After creating our flag, we want to update all existing drinks to tell them if they are a hot drink or not. So we use our conditions from above and execute an update command:

UPDATE drinks
SET hotDrink = 1
WHERE name IN('coffee','cappuccino','espresso') 
OR (name LIKE '%tea%' AND name NOT LIKE '%ice%');

And from now on, we will no longer use our strange and risky conditions in our queries. The risk that someone will fill this flag incorrectly will be much lower than we will miss some condition when checking the name of the article.

If we want to be even more sure that the flag is filled correctly, we can extend the application which is used to add or change articles in our DB. We can for example add a confirmation dialog that shows all properties of the article before saving it whenever an insert or update should be done.
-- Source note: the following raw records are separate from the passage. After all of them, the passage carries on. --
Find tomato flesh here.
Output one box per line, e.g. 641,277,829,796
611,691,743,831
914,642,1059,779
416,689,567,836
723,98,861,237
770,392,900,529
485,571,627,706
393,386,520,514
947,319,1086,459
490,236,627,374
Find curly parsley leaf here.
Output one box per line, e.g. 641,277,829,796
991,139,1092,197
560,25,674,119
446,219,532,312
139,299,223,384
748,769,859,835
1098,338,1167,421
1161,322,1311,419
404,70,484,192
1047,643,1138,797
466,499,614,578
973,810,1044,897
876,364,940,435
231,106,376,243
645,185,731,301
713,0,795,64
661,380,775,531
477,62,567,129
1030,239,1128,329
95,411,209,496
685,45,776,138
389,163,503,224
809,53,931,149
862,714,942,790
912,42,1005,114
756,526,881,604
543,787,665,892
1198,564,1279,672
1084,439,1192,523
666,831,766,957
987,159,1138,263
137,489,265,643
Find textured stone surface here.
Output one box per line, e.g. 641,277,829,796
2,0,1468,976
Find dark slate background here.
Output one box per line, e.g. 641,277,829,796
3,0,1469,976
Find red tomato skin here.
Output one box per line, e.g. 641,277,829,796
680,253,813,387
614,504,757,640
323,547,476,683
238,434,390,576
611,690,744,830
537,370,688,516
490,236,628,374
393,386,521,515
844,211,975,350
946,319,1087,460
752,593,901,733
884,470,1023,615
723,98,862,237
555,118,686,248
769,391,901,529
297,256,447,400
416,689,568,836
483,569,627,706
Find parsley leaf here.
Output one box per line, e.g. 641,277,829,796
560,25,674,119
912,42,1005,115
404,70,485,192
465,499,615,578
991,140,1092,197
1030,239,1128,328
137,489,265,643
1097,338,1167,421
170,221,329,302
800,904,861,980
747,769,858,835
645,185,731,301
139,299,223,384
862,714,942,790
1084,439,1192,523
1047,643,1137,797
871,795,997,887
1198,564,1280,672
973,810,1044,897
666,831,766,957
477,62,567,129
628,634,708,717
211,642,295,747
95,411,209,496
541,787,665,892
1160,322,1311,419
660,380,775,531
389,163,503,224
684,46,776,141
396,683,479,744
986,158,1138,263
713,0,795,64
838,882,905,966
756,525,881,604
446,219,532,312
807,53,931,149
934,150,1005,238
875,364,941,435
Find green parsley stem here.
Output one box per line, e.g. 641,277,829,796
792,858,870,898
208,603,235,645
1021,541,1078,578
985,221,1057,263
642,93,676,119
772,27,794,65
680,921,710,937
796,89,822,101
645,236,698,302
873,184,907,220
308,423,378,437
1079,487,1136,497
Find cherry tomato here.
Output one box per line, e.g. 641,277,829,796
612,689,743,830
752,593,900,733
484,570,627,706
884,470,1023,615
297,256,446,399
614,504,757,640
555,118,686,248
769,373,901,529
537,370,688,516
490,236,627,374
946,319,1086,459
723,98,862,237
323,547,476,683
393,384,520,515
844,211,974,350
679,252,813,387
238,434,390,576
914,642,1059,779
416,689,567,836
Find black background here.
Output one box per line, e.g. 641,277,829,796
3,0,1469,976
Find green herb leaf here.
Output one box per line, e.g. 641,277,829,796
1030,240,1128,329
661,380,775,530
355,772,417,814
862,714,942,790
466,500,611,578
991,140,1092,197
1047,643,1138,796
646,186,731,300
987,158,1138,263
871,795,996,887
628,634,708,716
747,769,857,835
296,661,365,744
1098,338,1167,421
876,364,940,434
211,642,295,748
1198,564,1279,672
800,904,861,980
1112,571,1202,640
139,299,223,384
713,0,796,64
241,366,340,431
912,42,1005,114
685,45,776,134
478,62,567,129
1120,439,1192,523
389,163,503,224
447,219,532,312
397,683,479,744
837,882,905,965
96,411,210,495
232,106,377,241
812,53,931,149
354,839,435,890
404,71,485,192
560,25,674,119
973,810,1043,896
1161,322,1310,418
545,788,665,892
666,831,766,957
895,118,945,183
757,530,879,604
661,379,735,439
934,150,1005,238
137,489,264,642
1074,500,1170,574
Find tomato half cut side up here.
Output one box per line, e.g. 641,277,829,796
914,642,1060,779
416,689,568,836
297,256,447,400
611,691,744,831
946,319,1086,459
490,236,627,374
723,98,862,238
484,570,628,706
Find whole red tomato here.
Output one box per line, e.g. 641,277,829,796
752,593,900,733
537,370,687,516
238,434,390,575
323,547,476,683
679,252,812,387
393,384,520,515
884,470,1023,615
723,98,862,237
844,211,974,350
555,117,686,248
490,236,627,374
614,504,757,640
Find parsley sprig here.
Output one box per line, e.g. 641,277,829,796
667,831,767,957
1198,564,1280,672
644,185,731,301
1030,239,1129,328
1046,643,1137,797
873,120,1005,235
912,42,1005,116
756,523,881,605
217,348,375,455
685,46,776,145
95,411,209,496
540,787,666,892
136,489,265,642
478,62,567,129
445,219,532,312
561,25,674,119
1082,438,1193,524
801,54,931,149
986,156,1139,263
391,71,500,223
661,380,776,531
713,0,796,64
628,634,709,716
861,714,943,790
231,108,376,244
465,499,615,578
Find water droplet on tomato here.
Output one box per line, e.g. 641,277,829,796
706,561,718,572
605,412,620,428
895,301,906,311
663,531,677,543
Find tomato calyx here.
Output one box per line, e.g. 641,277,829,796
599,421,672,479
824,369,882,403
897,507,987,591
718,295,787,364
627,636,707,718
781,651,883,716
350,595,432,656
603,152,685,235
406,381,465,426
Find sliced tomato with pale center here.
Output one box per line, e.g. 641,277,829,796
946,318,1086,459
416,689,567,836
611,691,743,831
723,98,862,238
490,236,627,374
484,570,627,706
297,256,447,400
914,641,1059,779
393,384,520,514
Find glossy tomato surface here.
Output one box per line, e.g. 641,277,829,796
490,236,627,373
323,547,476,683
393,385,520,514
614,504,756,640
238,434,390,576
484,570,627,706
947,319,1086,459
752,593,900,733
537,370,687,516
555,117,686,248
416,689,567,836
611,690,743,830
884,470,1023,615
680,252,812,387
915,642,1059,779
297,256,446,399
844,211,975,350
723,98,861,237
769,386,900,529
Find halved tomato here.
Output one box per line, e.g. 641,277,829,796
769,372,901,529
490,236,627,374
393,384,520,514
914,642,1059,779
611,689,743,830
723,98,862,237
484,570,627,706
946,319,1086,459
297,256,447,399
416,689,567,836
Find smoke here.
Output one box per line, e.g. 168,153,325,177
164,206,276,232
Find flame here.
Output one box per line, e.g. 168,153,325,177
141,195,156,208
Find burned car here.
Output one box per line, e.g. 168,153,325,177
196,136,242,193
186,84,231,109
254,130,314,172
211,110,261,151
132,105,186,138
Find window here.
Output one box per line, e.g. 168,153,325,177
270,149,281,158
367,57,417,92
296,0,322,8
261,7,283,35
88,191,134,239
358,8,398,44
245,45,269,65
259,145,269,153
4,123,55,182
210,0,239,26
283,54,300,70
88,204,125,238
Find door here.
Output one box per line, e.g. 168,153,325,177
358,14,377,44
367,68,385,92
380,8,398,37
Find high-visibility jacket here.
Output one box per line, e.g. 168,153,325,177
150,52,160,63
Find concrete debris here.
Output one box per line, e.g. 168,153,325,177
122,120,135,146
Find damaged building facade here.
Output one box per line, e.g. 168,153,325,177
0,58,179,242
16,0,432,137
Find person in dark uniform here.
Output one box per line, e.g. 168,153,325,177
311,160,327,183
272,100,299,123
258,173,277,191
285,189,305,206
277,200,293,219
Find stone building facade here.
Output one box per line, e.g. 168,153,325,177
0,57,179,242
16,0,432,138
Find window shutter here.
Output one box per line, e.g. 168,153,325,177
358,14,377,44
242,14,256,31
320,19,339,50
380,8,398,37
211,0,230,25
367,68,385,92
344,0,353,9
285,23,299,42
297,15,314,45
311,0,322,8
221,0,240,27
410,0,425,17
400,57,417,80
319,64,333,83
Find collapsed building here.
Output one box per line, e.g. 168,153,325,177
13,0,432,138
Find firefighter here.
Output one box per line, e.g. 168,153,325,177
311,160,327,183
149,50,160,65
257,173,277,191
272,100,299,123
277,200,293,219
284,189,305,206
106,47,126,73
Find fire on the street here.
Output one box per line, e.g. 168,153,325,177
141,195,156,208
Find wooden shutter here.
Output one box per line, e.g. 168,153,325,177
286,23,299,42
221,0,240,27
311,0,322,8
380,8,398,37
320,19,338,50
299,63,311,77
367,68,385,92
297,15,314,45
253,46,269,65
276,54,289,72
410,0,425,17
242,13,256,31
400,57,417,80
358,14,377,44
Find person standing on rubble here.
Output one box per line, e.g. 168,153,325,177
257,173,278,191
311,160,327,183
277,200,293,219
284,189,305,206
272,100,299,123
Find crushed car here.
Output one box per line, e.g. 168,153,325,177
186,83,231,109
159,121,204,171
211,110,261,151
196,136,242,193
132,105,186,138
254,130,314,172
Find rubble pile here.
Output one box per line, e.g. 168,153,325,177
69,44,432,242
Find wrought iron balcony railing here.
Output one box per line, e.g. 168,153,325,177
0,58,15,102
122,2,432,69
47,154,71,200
To come back to our question, we just need one last step: Remove the conditions from our previous query and just check whether the flag is 1 or 0. As example:

SELECT 
SUM(CASE WHEN hotDrink = 1 
THEN quantity ELSE 0 END) AS quantityHotDrinks,
SUM(CASE WHEN hotDrink = 1 
THEN amount ELSE 0 END) AS amountHotDrinks,
SUM(CASE WHEN hotDrink = 0 
THEN quantity ELSE 0 END) AS quantityColdDrinks,
SUM(CASE WHEN hotDrink = 0  
THEN amount ELSE 0 END) AS amountColdDrinks,
year
FROM drinks
GROUP BY year

If we didn't make some mistakes, the result is still the same:

Table drinks

quantityHotDrinks	amountHotDrinks	quantityColdDrinks	amountColdDrinks	year
588	1563	5700	6500	2020
1281	3247.8	5700	6500	2021
2030	5080.0	13700	27000	2022

Great, so in future, all our queries will just check this flag and the risk we get incorrect data will be very low.